Recent Posts

Wednesday, 14 March 2018

Map Reduce Tutorial

Map Reduce: Introduction and Need
     Data is everywhere. There is no way to measure the exact total volume of data stored electronically but it should be in zettabytes (A zettabyte is 1 billion terabytes). So, we have a lot of data and we are struggling to store and analyze it. Now let's try to figure out what is wrong with dealing with such an enormous volume of data. The answer is same what's wrong in data from PC to portable drives: Speed. Over the years the storage capacities of hard drives have increased like anything but the rate at which data can be read from drives have not kept up and writing is even slower.
Solution:
     To read from multiple disks at a time. For instance, if we have to store 100 GB of data and we have 100 drives with 100 GB storage space, then it would be faster to read data from 100 drives, each holding 1 GB of data than a single drive holding 100 GB of data.

Problem with solution:
1. When using a large number of hardware pieces (hard disks) there is high possibility that one or two might fail.
2. Correctly combining the data from different hard disks.
     MapReduce provides a programming model that abstracts the problem from disk reads and writes, transforming it into computation over sets of keys and values. So, MapReduce is a programming model designed for processing large volumes of data in parallel by dividing the work into a set of independent tasks.

Introduction to MapReduce
1. MapReduce is the processing layer of Hadoop. It is the heart of Hadoop.
2. MapReduce is a programming model designed for processing large volumes of data in parallel by dividing the work into a set of independent tasks.
3. We need to put business logic in the way MapReduce works and rest things will be taken care by the framework. Work (complete job) which is submitted by the user to master is divided into small works (tasks) and assigned to slaves.
4. MapReduce programs are written in a particular style influenced by functional programming constructs, specifically idioms for processing lists of data. Here in MapReduce, we get inputs from a list and it converts it into output which is again a list.

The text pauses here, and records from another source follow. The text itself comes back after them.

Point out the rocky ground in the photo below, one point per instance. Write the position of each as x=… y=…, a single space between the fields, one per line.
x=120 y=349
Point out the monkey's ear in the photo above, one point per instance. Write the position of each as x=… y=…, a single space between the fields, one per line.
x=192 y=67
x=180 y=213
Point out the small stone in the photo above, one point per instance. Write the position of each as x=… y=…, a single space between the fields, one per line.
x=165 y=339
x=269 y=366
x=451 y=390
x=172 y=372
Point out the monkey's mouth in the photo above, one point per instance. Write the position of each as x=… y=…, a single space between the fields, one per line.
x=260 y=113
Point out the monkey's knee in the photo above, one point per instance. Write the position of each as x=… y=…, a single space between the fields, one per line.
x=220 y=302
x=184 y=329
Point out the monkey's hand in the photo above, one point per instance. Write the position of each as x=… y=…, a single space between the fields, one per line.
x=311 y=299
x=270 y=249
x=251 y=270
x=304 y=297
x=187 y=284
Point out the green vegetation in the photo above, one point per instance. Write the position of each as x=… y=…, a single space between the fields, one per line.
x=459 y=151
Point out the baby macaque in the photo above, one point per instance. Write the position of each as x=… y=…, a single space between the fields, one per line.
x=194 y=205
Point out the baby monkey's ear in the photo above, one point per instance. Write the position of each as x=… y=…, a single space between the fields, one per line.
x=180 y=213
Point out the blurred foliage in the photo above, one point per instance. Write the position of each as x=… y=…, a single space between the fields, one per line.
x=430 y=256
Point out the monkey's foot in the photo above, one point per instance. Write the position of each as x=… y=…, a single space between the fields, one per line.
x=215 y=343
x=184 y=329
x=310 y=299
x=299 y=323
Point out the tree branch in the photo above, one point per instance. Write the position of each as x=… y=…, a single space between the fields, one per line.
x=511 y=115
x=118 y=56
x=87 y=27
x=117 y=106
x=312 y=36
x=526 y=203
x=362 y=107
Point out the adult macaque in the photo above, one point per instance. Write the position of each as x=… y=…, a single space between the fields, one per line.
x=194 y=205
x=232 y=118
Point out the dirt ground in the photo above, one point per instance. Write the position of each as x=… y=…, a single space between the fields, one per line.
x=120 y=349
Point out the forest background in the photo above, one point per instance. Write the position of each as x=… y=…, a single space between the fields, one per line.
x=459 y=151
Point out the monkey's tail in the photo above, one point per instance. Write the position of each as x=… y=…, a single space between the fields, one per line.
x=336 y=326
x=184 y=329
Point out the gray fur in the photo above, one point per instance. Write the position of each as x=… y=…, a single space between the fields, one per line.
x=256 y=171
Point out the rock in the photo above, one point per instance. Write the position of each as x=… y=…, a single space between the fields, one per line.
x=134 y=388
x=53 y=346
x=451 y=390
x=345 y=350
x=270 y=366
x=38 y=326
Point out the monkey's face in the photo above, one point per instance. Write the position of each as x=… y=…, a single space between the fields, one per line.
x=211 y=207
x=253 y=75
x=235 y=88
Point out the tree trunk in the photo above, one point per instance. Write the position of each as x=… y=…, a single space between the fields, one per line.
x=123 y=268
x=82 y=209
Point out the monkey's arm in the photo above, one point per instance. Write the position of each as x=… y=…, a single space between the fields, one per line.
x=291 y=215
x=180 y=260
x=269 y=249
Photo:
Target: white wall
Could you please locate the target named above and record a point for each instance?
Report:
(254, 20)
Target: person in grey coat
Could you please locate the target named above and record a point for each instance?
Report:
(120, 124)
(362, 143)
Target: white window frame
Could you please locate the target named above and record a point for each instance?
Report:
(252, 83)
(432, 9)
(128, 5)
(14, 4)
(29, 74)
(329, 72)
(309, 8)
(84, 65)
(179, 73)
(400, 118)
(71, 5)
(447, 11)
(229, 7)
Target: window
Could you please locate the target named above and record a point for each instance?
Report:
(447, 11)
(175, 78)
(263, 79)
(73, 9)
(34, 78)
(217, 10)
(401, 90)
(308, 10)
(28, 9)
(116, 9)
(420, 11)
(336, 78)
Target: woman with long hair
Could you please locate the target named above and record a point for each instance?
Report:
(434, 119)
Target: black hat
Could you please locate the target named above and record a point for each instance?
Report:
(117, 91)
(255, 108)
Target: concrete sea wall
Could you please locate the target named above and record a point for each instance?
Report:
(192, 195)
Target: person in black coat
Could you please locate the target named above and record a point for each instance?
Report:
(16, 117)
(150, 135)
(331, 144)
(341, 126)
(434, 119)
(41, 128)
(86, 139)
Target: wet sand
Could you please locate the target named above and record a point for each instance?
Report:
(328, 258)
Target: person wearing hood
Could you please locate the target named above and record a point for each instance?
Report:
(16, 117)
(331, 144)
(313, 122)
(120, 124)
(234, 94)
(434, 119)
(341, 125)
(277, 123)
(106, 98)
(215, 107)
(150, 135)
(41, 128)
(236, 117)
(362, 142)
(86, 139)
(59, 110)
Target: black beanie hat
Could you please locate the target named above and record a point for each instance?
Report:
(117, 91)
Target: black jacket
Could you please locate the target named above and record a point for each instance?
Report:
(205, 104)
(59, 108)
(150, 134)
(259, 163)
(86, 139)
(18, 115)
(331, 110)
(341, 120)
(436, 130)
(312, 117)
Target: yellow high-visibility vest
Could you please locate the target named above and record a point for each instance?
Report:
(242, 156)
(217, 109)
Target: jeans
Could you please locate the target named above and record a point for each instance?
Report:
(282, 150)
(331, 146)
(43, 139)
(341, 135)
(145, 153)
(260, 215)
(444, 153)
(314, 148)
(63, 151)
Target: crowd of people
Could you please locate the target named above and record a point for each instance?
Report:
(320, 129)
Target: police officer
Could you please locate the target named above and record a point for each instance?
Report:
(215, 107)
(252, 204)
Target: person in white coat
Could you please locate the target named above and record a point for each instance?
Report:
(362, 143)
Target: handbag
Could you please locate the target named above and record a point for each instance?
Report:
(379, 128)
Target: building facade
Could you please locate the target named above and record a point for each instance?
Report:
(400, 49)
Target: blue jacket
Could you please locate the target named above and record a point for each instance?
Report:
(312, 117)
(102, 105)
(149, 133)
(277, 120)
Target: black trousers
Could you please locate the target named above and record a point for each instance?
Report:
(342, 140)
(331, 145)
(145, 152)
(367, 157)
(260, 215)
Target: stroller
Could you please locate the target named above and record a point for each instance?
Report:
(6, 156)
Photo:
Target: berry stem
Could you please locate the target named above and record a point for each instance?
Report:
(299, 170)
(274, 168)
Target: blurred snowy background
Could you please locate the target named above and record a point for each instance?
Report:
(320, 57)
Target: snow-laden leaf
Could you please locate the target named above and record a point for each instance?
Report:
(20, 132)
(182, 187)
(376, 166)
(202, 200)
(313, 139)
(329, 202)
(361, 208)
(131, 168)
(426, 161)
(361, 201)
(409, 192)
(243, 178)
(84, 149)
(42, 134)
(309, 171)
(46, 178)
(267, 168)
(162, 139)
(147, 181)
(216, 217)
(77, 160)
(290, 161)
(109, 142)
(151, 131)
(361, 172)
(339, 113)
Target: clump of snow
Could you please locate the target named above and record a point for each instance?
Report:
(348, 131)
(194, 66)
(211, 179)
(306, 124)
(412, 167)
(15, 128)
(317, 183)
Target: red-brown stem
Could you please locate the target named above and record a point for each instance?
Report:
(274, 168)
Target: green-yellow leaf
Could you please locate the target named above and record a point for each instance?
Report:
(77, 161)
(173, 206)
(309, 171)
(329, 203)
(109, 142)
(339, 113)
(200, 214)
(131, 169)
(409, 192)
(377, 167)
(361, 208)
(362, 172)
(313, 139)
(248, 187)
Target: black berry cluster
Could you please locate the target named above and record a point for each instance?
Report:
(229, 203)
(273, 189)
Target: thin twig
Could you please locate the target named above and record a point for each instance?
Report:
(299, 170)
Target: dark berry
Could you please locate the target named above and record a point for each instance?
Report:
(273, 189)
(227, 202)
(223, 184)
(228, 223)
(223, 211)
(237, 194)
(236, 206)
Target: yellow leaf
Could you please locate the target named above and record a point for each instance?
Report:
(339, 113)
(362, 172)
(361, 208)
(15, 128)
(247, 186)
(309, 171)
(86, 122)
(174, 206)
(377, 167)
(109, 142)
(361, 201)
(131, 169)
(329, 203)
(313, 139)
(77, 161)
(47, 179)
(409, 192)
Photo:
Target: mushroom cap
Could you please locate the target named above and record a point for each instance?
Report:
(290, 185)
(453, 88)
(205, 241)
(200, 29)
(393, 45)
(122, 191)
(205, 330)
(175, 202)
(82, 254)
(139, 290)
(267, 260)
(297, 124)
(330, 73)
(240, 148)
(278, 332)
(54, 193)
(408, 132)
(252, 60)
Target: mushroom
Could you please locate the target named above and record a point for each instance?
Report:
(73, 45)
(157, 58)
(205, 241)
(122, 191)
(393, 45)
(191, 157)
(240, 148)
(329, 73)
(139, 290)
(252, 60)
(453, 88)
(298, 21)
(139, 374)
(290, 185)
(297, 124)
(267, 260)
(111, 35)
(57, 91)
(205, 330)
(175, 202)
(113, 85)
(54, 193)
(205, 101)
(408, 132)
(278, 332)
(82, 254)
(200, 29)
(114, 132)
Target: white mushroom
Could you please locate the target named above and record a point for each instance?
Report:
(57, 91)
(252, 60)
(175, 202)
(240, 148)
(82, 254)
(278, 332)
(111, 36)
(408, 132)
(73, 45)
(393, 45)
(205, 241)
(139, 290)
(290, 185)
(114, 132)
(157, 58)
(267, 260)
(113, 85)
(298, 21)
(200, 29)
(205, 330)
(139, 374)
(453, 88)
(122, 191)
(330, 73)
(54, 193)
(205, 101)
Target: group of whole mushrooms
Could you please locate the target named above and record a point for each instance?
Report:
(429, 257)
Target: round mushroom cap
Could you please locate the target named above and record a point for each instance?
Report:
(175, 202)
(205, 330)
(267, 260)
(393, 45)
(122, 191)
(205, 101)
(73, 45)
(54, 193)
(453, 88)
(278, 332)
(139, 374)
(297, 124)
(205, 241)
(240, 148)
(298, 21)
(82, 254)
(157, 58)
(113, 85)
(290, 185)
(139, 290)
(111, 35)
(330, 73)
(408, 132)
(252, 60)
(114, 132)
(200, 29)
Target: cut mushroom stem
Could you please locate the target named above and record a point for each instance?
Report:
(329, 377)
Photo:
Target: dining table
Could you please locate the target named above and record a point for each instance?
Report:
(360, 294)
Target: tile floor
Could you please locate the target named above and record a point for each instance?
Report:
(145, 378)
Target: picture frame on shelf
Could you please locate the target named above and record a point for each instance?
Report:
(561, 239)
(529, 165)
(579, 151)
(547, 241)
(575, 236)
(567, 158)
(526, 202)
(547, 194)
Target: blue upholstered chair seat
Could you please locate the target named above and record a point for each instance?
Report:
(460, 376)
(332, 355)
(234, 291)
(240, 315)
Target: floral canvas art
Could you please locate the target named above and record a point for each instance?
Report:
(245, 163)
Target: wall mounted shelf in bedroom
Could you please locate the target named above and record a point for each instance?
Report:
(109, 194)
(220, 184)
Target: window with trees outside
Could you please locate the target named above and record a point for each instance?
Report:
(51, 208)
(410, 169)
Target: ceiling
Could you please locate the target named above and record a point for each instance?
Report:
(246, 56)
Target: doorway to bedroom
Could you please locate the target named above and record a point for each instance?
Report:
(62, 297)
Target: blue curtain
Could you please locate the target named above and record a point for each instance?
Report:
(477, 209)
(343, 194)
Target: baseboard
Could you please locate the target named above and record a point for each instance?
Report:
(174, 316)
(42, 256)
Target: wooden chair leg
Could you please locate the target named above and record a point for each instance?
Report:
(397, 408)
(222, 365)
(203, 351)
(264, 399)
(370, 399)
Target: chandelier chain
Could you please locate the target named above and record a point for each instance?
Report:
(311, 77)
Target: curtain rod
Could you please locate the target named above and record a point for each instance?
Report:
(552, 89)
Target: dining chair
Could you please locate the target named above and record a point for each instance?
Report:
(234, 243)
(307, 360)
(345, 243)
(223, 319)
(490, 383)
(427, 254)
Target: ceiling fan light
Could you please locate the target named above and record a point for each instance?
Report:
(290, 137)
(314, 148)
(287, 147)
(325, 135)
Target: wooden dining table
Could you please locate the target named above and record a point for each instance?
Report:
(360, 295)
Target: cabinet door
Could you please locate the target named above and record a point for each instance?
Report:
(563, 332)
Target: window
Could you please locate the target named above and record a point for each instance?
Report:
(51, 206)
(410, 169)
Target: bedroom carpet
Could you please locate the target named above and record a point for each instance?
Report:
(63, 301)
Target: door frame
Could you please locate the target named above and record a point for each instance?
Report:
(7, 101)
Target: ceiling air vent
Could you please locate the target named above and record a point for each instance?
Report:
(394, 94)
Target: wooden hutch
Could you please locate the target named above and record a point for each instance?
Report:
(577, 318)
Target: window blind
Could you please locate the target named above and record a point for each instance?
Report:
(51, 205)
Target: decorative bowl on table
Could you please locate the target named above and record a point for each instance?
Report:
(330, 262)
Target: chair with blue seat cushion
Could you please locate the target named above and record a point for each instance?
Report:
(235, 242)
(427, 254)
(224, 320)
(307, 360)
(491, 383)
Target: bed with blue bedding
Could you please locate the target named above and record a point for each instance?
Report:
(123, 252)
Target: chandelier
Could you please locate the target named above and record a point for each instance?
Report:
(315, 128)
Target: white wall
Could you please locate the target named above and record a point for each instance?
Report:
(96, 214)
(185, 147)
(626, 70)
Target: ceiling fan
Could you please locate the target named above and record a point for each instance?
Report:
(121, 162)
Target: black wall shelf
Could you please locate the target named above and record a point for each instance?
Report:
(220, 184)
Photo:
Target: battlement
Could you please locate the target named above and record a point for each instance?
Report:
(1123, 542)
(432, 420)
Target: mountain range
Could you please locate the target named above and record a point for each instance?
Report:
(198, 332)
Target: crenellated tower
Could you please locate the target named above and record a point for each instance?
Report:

MapReduce – High level Understanding
1. Map-Reduce divides the work into small parts, each of which can be done in parallel on the cluster of servers.
2. A problem is divided into a large number of smaller problems each of which is processed to give individual outputs. These individual outputs are further processed to give final output.
3. Hadoop Map-Reduce is scalable and can also be used across many computers.
4. Many small machines can be used to process jobs that could not be processed by a large machine.
MapReduce Terminologies
     Map Reduce is the data processing component of Hadoop. Map-Reduce programs transform lists of input data elements into lists of output data elements. A Map-Reduce program will do this twice, using two different list processing idioms
  • Map
  • Reduce
     In between Map and Reduce, there is small phase called Shuffle and Sort. Let’s understand basic terminologies used in Map Reduce
Job
1. A “complete program” – an execution of a Mapper and Reducer across a data set.
2. Job is an execution of 2 processing layers i.e. mapper and reducer. A MapReduce job is a work that the client wants to be performed. 
3. It consists of the input data, the MapReduce Program, and configuration info. 
4. So, client needs to submit input data, he needs to write Map Reduce program and set the configuration info (These were provided during Hadoop setup in the configuration file and also we specify some configurations in our program itself which will be specific to our map reduce job).

Task
1. An execution of a Mapper or a Reducer on a slice of data. It is also called Task-In-Progress (TIP). 
Task means processing of data is in progress either on mapper or reducer.
2. Master divides the work into task and schedules it on the slaves.

Task Attempt
1. A particular instance of an attempt to execute a task on a node. 
2. There is a possibility that anytime any machine can go down. For example, while processing data if any node goes down, framework reschedules the task to some other node. This rescheduling of the task cannot be infinite. There is an upper limit for that as well. The default value of task attempt is 4. If a task (Mapper or reducer) fails 4 times, then the job is considered as a failed job. For high priority job or huge job, the value of this task attempt can also be increased.

Map Abstraction
     Let us understand the abstract form of Map, the first phase of MapReduce paradigm, what is a map/mapper, what is the input to the mapper, how it processes the data, what is output from the mapper? The map takes key/value pair as input. Whether data is in structured or unstructured format, framework converts the incoming data into key and value.
1. Key is a reference to the input value.
2. Value is the data set on which to operate.

Map Processing
1. A function defined by user – user can write custom business logic according to his need to process the data.
2. Applies to every value in value input.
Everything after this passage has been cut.